Auch in den Beschilderungsplan und die Lebensakte — soweit diese geführt wird — ist Akteneinsicht zu gewähren, durch Übersendung entsprechender Kopien derselben oder Mitteilung bezüglich erfolgter Reparaturen und Wartungen im relevanten Zeitraum.
Die Kosten des gerichtlichen Verfahrens und die dem Betroffenen insoweit entstanden Auslagen fallen der Staatskasse zur Last.

Gründe:
Der Verteidiger beantrage mit Schreiben vom 19.03.2013 an das Regierungspräsidium Kassel unter anderem Akteneinsicht in die Bedienungsanleitung des Messgerätes, den Beschilderungsplan und Wartungsnachweise. Bei Ablehnung dieser Anträge stellt der Verteidiger sogleich Antrag auf gerichtliche Entscheidung gemäß § 62 OWiG.

Mit Schreiben vom 20.03.2013 gewährte das Regierungspräsidium Kassel dem Verteidiger Akteneinsicht in die Bedienungsanleitung in den Räumlichkeiten des Polizeipräsidiums Südhessen. Außerdem verwies es auf die Möglichkeit die Bedienungsanleitung vom Hersteller zu beziehen. Eine Übersendung der Anleitung lehnte es ab.

Der Antrag auf gerichtliche Entscheidung ist zulässig und begründet.

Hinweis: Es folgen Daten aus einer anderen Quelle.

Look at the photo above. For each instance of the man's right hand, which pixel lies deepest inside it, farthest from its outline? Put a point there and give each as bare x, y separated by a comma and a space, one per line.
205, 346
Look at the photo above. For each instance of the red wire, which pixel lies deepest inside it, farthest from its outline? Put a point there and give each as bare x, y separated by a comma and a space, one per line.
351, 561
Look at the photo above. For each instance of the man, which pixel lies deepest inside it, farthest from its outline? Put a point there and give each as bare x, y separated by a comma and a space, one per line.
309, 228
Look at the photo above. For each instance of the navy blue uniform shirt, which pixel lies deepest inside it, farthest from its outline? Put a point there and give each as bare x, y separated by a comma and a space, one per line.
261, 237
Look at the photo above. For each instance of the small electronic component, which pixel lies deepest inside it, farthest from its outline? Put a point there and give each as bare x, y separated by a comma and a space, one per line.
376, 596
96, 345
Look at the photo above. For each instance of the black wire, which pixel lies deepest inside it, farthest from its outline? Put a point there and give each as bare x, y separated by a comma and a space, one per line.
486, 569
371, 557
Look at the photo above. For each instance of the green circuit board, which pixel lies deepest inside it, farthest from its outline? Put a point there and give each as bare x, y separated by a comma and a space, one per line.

Die Versagung der Akteneinsicht ist entgegen der Behauptung der Verwaltungsbehörde im Schreiben vom 20.03.2013 nicht unanfechtbar. Es handelt sich bei der Versagung der Akteneinsicht um eine Maßnahme der Verwaltungsbehörde der eine selbstständige Bedeutung zukommt gegen die gemäß § 62 OWiG gerichtliche Entscheidung beantragt werden kann (Göhler, OWiG, 15. Aufl. 2009, § 62 Rn. 3, AG Lüdinghausen: Beschluss vom 09.02.2012 - 19 OWi 19/12).

Grundsätzlich besteht ein Einsichtsrechts des Verteidigers in die Bedienungsanleitung eines Geschwindigkeitsmessgerätes.

Dieses Recht ist dem Verteidiger auch durch Hinzunahme der Bedienungsanleitung zur Akte und Übersendung an diesen zu gewähren (so AG Bremervörde 06.09.2011, 11 OWi 91/1; AG Karlsruhe, Urteil vom 22.09.2011 - 1 OWl 127/11; AG Heidelberg, Beschluss vom 31.10.2011 - 3 OWi 510 Js; AG Ellwangen - 5 OWi 146/10; AG Düsseldorf, Urteil vom 20.09.2010, LG Eilwangen in DAR 2011, 418).

Der Überlassung der Bedienungsanleitung steht auch kein wichtiger Grund entgegen. Insbesondere ist es der Verwaltungsbehörde, gerade vor dem Hintergrund der Masse der Verfahren zumutbar, zumindest auf Antrag des Verteidigers Einsicht in die Bedienungsanleitung zu gewähren. Es besteht insofern die Möglichkeit die Bedienungsanleitungen einzuscannen und an den Verteidiger elektronisch zu übersenden. Im Vergleich zum Zeitaufwand, der für die Ablehnung des Antrages und der anschließenden gerichtlichen Entscheidung notwendig ist, vermag die Begründung der Verwaltungsbehörde nicht zu überzeugen. Dies gilt insbesondere vor dem Hintergrund, dass das Gericht durch Nachfrage bei den Herstellern die Bedienungsanleitung per Email zugesandt und auch die Erlaubnis zur Weitergabe an Verfahrensbeteiligte erteilt bekommen hat. Dies trifft auch für die maßgebliche Bedienungsanleitung für das Gerät PoliScanSpeed zu.

Eine Anreise des Verteidigers vom Kanzleisitz in Münster zum Polizeipräsidium Südhessen in Darmstadt ist dagegen nicht zumutbar und würde dem Grundsatz eines fairen Verfahrens widersprechen.

Auch bezüglich des Beschilderungsplanes besteht ein Anspruch auf Akteneinsicht bzw. auf Hinzuziehung zur Akte. Aus dem Recht auf rechtliches Gehör folgt, dass diese Dokumente, die sich bei der Verwaltungsbehörde oder der Polizeidienststelle befinden dem Verteidiger zur Beurteilung der Erfolgsaussichten eines Einspruchs zugänglich zu machen sind.
Die Kostenentscheidung folgt aus § 62 Abs. 2 Satz 2 OWiG in Verbindung mit § 473 StPO.
Dieser Beschluss ist unanfechtbar (§ 62 Abs. 2 Satz 3 OWiG).